Having watched multicoloured snakes of tiny children on the ski slopes, many parents are desperate to take their own offspring skiing. They have this idea of what fun it would be to glide elegantly en famille down the blue runs, their grateful children glowing with health and grinning from ear to ear...

It can happen like that, and when it does there's nothing better, but there's a lot of work along the way before you arrive at that stage.

Children can start to ski a little at two, if they are confident, co-ordinated and relatively fearless. Little boys seem to take to it earlier than girls, perhaps because they don't have the intelligence to imagine how much careering into a tree could sting! But you need good weather, good snow, a very gentle nursery slope and lots of time and patience, one to one. They can manage about an hour per day, probably at lunchtime, when the weather is warmer and the slopes at their emptiest.

Possibly the best preparation for skiing is tobogganing. The combination of speed, terror and lack of control is good practice. Beware, however: sledges are faster and more dangerous than skis. You need to pick your slope very carefully!

When your child is ready to start skiing, don't be fobbed off with plastic imitations of skis: he should have proper little skis and rear-entry boots. He does not need poles, however. He must have sunglasses or goggles. He probably won't be skiing fast enough to crash hard himself, but could always be fallen on by a twenty-stone beginner, or hit by a drag lift, so a helmet is essential

Two-year olds will probably start by being pulled along the flat, holding the end of one of your poles. After half an hour or so they'll be ready to be carried or dragged a few yards up a gentle slope, and allowed to slide back into the arms of Mummy, or someone else in whom they have total confidence (probably not Daddy!).

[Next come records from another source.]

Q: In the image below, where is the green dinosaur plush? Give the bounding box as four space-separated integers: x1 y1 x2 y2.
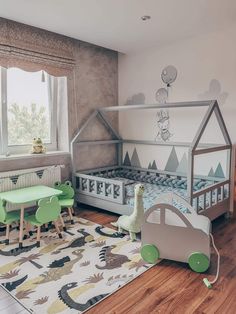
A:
54 181 75 200
111 184 145 241
30 137 46 154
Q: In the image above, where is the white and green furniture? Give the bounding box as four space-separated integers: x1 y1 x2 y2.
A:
141 193 211 273
24 196 62 247
54 181 75 228
0 199 22 245
0 185 62 247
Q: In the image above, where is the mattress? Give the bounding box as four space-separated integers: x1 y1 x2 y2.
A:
124 181 189 212
124 181 226 214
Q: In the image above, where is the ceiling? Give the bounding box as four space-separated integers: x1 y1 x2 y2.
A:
0 0 235 53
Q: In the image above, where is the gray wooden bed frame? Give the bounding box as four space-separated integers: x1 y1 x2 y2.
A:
71 100 232 221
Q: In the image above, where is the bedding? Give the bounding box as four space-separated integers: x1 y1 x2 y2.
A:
92 168 225 213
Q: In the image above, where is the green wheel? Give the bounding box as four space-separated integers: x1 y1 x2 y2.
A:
188 252 210 273
141 244 159 264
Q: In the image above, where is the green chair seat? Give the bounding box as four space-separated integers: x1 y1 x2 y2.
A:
0 199 29 245
4 211 21 224
24 214 41 226
54 181 75 226
59 199 74 208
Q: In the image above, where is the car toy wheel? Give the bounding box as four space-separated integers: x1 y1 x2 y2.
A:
188 252 210 273
141 244 159 264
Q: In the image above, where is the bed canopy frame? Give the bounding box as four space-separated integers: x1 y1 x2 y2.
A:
71 100 232 219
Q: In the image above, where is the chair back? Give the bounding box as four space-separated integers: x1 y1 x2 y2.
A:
36 196 61 224
0 199 7 223
54 181 75 200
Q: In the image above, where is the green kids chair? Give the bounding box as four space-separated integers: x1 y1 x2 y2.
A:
0 198 22 245
24 196 62 247
54 181 75 228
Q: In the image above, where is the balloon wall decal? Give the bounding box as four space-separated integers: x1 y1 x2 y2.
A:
161 65 178 87
155 65 178 141
155 87 168 104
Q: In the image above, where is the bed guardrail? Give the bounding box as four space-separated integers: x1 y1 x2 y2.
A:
76 173 125 204
192 179 230 214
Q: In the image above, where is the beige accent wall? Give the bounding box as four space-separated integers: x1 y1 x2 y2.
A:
0 18 118 178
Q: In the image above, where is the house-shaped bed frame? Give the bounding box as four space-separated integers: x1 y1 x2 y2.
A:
71 100 232 221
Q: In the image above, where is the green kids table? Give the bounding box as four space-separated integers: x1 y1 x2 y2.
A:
0 185 62 248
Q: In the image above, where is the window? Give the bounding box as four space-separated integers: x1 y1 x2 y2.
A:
0 67 58 154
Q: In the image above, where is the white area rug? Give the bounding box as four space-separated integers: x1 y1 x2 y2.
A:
0 217 152 313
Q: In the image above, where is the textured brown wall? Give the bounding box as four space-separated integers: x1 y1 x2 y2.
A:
70 41 118 170
0 18 118 177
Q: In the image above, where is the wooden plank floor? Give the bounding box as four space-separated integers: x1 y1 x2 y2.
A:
78 205 236 314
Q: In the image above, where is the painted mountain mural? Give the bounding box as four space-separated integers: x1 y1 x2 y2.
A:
165 147 179 172
123 146 224 179
214 163 225 178
148 160 158 170
208 167 215 177
130 148 141 167
123 151 131 166
176 153 188 174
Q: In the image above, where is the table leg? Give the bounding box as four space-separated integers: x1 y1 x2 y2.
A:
59 214 67 231
19 205 24 248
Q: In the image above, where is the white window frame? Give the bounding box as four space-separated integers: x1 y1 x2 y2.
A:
0 68 58 155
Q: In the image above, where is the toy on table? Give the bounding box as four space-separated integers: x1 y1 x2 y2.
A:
141 193 220 289
30 137 46 154
111 183 144 241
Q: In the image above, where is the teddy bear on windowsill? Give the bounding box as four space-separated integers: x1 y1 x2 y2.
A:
30 137 46 154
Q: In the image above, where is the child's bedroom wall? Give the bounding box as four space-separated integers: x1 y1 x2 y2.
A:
0 18 118 178
118 23 236 178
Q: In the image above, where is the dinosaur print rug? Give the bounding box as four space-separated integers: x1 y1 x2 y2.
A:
0 217 153 313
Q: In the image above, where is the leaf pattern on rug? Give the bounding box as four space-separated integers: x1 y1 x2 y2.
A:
15 289 35 299
34 296 49 305
128 258 149 272
80 260 90 267
18 253 43 269
83 273 104 284
90 240 106 248
0 268 20 279
106 274 134 286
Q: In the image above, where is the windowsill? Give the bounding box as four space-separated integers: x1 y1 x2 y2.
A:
0 151 70 161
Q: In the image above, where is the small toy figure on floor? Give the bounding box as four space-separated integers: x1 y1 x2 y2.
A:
30 137 46 154
111 184 144 241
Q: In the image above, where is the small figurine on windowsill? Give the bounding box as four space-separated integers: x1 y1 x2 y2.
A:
30 137 46 154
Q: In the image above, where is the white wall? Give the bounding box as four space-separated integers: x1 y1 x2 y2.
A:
118 24 236 144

From as young as their third birthday, children can learn to go up the drag lift and ski back down in gorgeous little parallel turns, though still only for about an hour per day. A parent can help with the initial stages, such as getting used to the drag lift. You put one of your skis between the child's, put the drag between your own legs, and push the child along with your leg. But most parents are survival skiers, getting down the piste in spite of their technique, not because of it. Children learn largely through imitation, and they need someone technically perfect to copy. If you can get an instructor from your own country, it makes life a lot easier. Children find even practically bilingual foreigners very confusing!

The easiest way for them to learn is with a private instructor per child. This is very expensive. You can halve the price by sharing the lesson between two children, but with two tiny beginners an instructor spends most of his time rushing between them, preventing wipe-outs and tantrums. It costs half as much, and each child learns a quarter as much and enjoys it a tenth as much! Ski holidays are expensive, but if you want your children to learn to ski and be happy there is no alternative to spending a bit more.

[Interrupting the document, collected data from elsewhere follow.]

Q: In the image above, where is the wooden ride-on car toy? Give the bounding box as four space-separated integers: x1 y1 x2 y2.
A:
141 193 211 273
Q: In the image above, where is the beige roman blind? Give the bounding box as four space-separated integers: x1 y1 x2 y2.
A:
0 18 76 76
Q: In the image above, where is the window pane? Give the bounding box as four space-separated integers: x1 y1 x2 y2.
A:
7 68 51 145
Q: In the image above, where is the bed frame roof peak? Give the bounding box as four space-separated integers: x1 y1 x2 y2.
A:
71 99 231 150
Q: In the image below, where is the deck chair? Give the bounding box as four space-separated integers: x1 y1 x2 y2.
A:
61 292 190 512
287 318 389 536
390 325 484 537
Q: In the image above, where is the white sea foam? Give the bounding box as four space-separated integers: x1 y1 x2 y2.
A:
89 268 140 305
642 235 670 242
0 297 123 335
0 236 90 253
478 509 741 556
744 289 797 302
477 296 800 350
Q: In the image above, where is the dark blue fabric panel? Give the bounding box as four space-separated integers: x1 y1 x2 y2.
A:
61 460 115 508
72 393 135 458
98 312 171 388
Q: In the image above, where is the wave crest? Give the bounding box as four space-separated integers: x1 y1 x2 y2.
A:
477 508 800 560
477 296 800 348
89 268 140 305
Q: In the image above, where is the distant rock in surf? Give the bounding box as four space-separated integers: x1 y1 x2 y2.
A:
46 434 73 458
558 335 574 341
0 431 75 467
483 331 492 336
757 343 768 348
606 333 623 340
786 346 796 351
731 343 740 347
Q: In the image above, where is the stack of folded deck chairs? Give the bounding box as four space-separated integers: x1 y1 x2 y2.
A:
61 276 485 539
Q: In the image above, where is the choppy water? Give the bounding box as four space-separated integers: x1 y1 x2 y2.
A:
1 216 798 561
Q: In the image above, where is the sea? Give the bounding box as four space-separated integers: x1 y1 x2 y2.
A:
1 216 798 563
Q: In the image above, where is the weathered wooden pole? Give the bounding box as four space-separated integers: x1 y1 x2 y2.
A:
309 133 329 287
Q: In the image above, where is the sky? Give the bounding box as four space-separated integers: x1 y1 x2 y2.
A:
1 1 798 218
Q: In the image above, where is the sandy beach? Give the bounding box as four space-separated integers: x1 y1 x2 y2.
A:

Once your child can get on and off lifts alone, you can start thinking about shared lessons or even ski school, so long as classes are small and lessons relatively short. But don't rush them. Skiing is only meant to be a bit of fun. If they are as happy tobogganing or building a snowman, let them.

A three- or four-year old with, say, twenty hours' experience on the nursery slopes can probably manage to ski a green run with his or her parents. And that will be the proudest moment of your life! And if they don't get there until they're six or eight, who cares? As one Brit living in a ski resort was recently heard to say, 'My lad skied red runs at three, blacks at four, bumps and slalom at five, and got his adult Giant Slalom badge at six. But he still can't write his own name!